GOP senators: We’re doing our own healthcare bill
Several Republican senators sent a warning shot to the House after its passage of an ObamaCare repeal-and-replace bill Thursday, indicating it won’t be easy to get the measure through the upper chamber.
Sen. Dean Heller (R-Nev.), one of the most vulnerable GOP senators up for reelection in 2018, said he wouldn’t support the House’s bill in its current form.
“We cannot pull the rug out from under states like Nevada that expanded Medicaid and we need assurances that people with pre-existing conditions will be protected,” he said in a statement.
Sen. Rob Portman (R-Ohio) made clear his concerns over how the House bill treats Medicaid. While ObamaCare expanded the healthcare program to more low-income Americans, the House bill would eliminate that expansion in 2020.

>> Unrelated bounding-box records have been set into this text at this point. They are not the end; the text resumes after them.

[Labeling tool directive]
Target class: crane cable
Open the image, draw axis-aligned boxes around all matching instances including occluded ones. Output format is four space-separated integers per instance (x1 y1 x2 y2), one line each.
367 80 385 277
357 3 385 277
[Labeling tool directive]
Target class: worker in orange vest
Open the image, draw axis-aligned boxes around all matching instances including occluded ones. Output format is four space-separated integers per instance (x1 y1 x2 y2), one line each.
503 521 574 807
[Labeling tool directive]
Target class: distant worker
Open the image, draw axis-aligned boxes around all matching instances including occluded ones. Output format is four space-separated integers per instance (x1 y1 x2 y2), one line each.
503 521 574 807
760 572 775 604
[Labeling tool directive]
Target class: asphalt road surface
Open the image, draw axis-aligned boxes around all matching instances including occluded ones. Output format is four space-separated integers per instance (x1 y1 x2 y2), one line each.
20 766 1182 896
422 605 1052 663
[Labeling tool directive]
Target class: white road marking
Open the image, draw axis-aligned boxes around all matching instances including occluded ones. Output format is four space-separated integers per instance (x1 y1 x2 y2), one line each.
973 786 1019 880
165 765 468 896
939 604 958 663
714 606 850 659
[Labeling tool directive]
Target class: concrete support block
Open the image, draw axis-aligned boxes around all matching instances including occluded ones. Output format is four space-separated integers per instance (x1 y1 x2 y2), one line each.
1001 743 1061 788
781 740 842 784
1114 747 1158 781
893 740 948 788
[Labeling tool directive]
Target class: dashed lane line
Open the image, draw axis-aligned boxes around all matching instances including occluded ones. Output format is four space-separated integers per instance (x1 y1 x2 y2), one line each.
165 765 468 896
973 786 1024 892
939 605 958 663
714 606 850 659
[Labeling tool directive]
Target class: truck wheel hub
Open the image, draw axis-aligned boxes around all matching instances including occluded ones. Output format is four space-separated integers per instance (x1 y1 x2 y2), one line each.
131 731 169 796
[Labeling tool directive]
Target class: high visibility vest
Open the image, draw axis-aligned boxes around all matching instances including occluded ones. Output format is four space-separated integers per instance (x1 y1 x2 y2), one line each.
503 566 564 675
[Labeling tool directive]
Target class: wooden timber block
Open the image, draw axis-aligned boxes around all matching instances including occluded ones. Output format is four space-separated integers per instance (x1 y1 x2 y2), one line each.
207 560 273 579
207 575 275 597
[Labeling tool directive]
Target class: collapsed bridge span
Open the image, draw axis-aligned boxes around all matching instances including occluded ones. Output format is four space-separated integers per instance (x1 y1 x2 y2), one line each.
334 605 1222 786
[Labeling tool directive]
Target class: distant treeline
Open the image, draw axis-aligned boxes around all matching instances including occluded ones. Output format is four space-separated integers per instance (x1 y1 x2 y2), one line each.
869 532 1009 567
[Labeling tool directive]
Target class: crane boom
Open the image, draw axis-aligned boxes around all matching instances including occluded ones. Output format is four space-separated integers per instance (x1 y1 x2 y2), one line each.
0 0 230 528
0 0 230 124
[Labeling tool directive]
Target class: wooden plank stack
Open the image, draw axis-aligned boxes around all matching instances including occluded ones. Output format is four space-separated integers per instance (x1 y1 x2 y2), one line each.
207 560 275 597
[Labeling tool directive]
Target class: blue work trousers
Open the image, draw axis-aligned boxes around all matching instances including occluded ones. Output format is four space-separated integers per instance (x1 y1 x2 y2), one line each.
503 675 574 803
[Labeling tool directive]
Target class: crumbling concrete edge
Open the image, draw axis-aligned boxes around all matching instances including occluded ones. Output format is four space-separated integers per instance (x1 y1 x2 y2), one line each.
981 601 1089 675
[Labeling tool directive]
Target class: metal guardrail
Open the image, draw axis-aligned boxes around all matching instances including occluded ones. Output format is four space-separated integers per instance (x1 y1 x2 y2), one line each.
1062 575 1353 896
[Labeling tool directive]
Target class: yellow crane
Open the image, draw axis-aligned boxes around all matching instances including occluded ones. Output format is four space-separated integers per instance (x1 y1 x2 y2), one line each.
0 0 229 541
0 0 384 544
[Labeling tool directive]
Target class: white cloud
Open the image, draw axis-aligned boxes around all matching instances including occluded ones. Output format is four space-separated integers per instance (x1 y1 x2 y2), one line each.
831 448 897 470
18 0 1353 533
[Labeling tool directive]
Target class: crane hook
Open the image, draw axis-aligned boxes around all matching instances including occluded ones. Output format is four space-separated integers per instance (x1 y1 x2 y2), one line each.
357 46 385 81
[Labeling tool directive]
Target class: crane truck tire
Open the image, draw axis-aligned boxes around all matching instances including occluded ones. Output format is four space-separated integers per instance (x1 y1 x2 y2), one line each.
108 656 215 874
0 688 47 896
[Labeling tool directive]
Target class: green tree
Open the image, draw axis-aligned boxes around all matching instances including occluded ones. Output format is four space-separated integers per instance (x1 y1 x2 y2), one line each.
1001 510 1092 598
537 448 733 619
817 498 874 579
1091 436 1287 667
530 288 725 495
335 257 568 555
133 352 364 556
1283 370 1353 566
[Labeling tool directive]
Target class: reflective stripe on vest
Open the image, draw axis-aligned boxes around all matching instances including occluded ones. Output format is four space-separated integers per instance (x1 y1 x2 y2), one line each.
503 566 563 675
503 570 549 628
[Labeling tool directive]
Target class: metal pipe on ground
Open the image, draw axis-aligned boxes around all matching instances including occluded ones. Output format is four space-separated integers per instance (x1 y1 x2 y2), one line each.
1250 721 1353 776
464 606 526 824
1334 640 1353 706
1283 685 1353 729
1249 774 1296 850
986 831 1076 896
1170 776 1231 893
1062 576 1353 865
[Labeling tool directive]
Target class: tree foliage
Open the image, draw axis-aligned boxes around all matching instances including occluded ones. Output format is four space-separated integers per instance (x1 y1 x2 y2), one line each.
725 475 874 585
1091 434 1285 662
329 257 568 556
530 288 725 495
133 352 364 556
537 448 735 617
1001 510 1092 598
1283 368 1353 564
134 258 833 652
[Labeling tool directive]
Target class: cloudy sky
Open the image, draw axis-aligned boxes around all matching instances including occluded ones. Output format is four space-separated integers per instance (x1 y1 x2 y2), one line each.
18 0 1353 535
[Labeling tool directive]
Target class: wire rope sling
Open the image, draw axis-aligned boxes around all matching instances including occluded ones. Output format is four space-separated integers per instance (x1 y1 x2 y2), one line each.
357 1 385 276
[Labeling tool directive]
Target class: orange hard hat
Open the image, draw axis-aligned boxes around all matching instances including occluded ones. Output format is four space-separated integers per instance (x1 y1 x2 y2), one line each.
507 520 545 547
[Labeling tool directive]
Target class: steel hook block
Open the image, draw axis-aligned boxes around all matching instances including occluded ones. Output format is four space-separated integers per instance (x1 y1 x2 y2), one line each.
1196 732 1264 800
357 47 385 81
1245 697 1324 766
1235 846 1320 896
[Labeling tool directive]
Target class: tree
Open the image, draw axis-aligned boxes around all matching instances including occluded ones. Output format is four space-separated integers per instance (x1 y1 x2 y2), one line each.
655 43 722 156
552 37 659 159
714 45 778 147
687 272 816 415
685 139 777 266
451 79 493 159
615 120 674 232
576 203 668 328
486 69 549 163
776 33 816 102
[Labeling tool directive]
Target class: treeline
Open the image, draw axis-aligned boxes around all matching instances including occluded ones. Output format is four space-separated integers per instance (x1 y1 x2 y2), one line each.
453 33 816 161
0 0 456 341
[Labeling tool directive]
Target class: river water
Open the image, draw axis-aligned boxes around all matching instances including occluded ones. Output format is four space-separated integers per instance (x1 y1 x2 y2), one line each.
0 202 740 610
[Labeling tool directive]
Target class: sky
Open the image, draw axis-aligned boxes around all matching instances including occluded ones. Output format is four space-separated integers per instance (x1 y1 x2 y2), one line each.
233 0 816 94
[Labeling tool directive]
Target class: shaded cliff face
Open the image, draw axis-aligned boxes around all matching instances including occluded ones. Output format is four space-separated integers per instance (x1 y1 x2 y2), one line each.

“I’ve already made clear that I don’t support the House bill as currently constructed,” Portman said in a statement, “because I continue to have concerns that this bill does not do enough to protect Ohio’s Medicaid expansion population, especially those who are receiving treatment for heroin and prescription drug abuse.”
Republicans have little margin for error in the Senate. With a 52-48 majority, they can only afford to lose two votes — assuming Vice President Pence swoops in to break a tie — under the fast-track budget maneuver Republicans are using to repeal ObamaCare.
Sen. Lamar Alexander (R-Tenn.) pointed to the difficulties to come. He highlighted his three priorities for the bill, which include rescuing Americans in areas where their health marketplaces may not have any insurers offering plans in 2018.
“The Senate will now finish work on our bill, but will take the time to get it right,” Alexander, chairman of the Senate Health, Education, Labor and Pensions Committee, said in a statement.
The House passed the American Health Care Act in a 217 to 213 vote, sending the bill to the upper chamber. Yet, Senate leadership has acknowledged the legislation will need to change in the chamber in order to get enough of its members on board.
“We can’t be for half a dozen different proposals; we have to be for a proposal for us to get 51 votes in the Senate,” Senate Majority Whip John Cornyn (R-Texas) told The Hill an hour before the House vote.
“We’ll start with the House bill, but we’ll need to work with every member of the Senate conference to see what they need to get to yes.”
Likely changes could focus on Medicaid and adding increased financial assistance, in the form of tax credits, to help low-income Americans afford health insurance.
It’s possible the Senate could run into the same problem the House toiled over for almost two months. Move the bill to right, and moderates will defect. Move the bill to the center, and the measure will lose conservative votes.
An eleventh-hour amendment to the House bill from Rep. Fred Upton (R-Mich.) — a former chair of the House Energy and Commerce Committee who came out against the bill earlier this week — helped secure the support of enough House moderates to pass the bill.
The amendment provided $8 billion over five years to help people with pre-existing conditions afford premiums in states that opt out of a core ObamaCare provision banning health insurers from charging consumers more based on their health.
The House voted on the bill without a new score from the nonpartisan Congressional Budget Office, which drew the ire of some lawmakers. Rep. Mike Coffman (R-Colo.) cited the lack of a CBO score as one of the main reasons why he voted against the bill.
And Sen. Lindsey Graham (R-S.C.) tweeted that “A bill — finalized yesterday, has not been scored, amendments not allowed, and 3 hours final debate — should be viewed with caution.”